Various experimental techniques have been developed to enable measurement of intracellular metabolic fluxes, either directly or indirectly. One of these approaches makes use of isotope labeling experiments. In this method, the metabolic system is administered a known amount of an isotopically labeled substrate (such as glucose labeled with 13C at specific atom positions). By measuring the resulting labeling patterns of intracellular metabolites after steady state has been achieved, additional flux information is obtained.
One major drawback of this experimental approach is the high complexity and computational intensity of the metabolic flux analysis (MFA) required to interpret these labeling measurements. In their series of articles, Wiechert et al. [6–9] constructed a systematic approach for performing this analysis. They show that measurements of the relative abundance of various isotope isomers, also known as "isotopomers", contain enough information to fully identify the metabolic fluxes of the network. Formulating the problem using isotopomer variables (or a transformed set of isotopomer variables referred to as "cumomers"), Wiechert et al. posed the flux estimation problem as a non-convex least-squares minimization, assuming random error is added to their isotopomer measurements. The resulting high-dimensional non-convex problem suffers from various drawbacks, such as slow convergence and notable probability of attaining local minima. Several optimization algorithms have been developed in order to address these drawbacks. Early approaches used iterative parameter-fitting algorithms , evolutionary algorithms  and simulated annealing . Furthermore, several investigations have been conducted in order to assess the accuracy of these results [9, 12, 13]. Recently, a novel method to decompose the metabolic network into Elementary Metabolite Units (EMUs) was introduced  and implemented into the OpenFLUX software package . This decomposition effectively reduces the size of the optimization problem by efficiently simulating only those isotopomers that contribute to the measurement residuals. Nevertheless, all of these algorithms suffer from several major drawbacks due to the standard isotopomer-flux variables used in formulating the optimization problem:
Presence of unstable local minima: due to the non-convex nature of the objective function.
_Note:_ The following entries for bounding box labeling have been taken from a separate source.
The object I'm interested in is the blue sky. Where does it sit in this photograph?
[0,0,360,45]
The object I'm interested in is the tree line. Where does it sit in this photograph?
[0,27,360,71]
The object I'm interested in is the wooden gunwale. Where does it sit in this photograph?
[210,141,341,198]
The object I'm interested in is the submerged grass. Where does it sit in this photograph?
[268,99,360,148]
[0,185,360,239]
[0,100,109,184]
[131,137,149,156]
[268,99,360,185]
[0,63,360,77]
Complex mathematical representation and computational implementation. This results in the need for ad-hoc algorithms and mathematical analysis, and long running times are required for reliable convergence.
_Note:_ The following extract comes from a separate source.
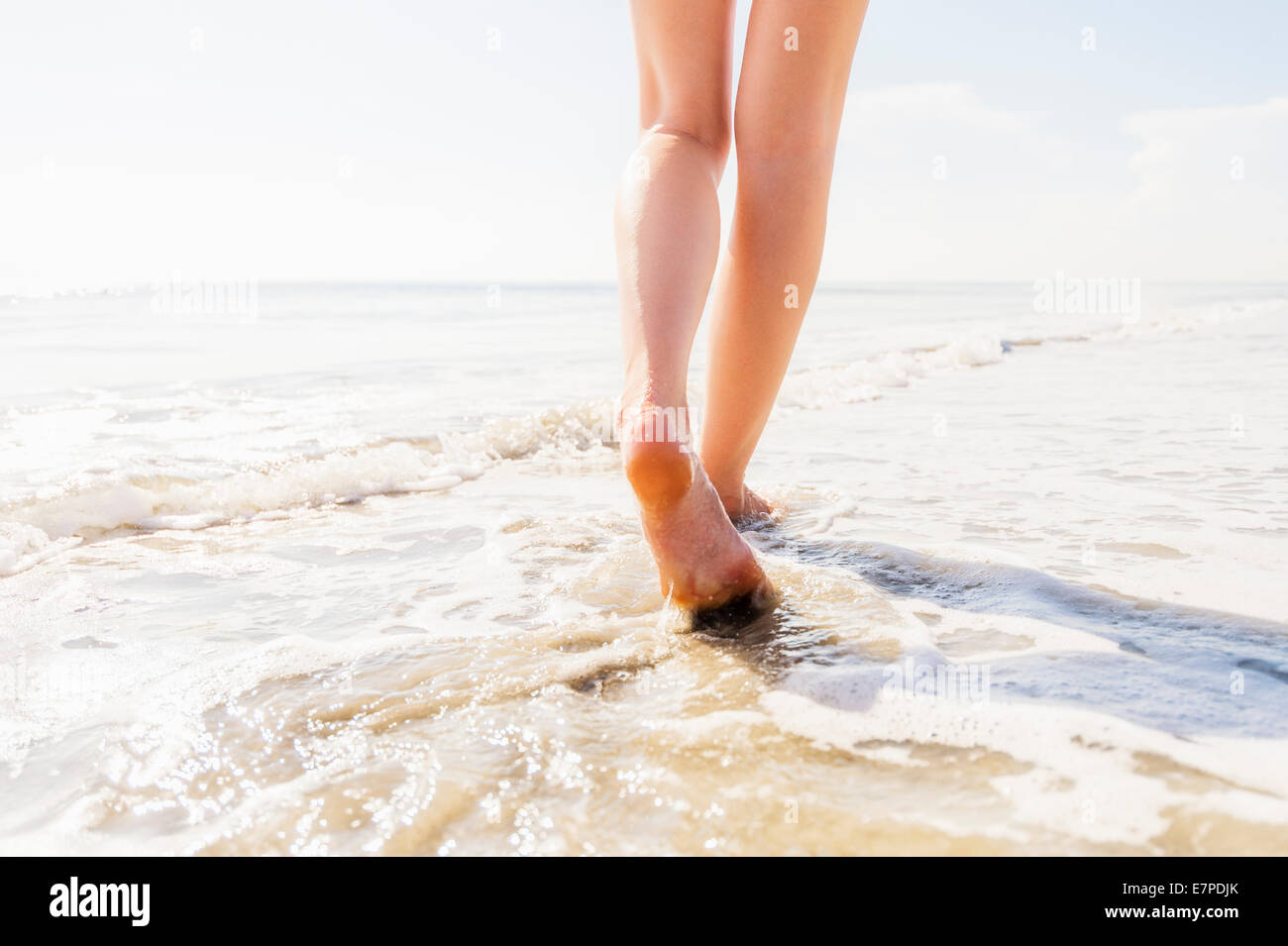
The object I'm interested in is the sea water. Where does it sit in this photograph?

The OpenFLUX implementation, for example, may require several dozens of convergence iterations with various initial values in order to achieve acceptable probability of obtaining the optimal set of fluxes in any one of its attempts. In addition, due to the chosen objective function, it is also commonly required to estimate scaling factors for each isotopomer measurement, because of the fact that the available experimental techniques are only capable of measuring isotopomer fractions up to a proportional scaling factor (see Mollney et al.  for further details).
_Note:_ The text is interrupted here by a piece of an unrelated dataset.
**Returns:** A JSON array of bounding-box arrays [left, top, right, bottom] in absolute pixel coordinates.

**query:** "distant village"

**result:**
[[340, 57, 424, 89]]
This article introduces a new set of variables for simulating 13C isotope labeling experiments. The main idea underlying this reformulation is that, instead of treating fluxes and isotopomer variables separately, we identify a set of "isotopically labeled fluxes" as our state variables of interest. We refer to these variables as fluxomers. Fluxomers combine flux variables with isotopomer variables and consequently reduce the complexity and nonlinearity of the original isotopomer balance equations. In this article, we show that by reformulating the flux estimation problem in terms of fluxomer variables, it is possible to construct an algorithm that has the following key benefits:
Provides efficient computation of all isotopomers in a metabolic pathway
Is robust to measurement noise (i.e., suppresses the effects of measurement errors) and initial conditions
Eliminates the need for measurement scaling factor estimation
Poses the problem using simple mathematical expressions, allowing the use of generic optimization algorithms
The rest of the article is constructed as follows. The Results and Discussion section illustrates the advantage of our approach via simulation results comparing fluxomer variables to the commonly used cumomer approach and the more recently introduced EMU approach. The Methods section presents the detailed formulation of the fluxomers optimization problem and the fluxomers iterative algorithm (FIA) that provides a reliable and efficient method for solving it. All source code and executables for our algorithms are freely available at the author's website .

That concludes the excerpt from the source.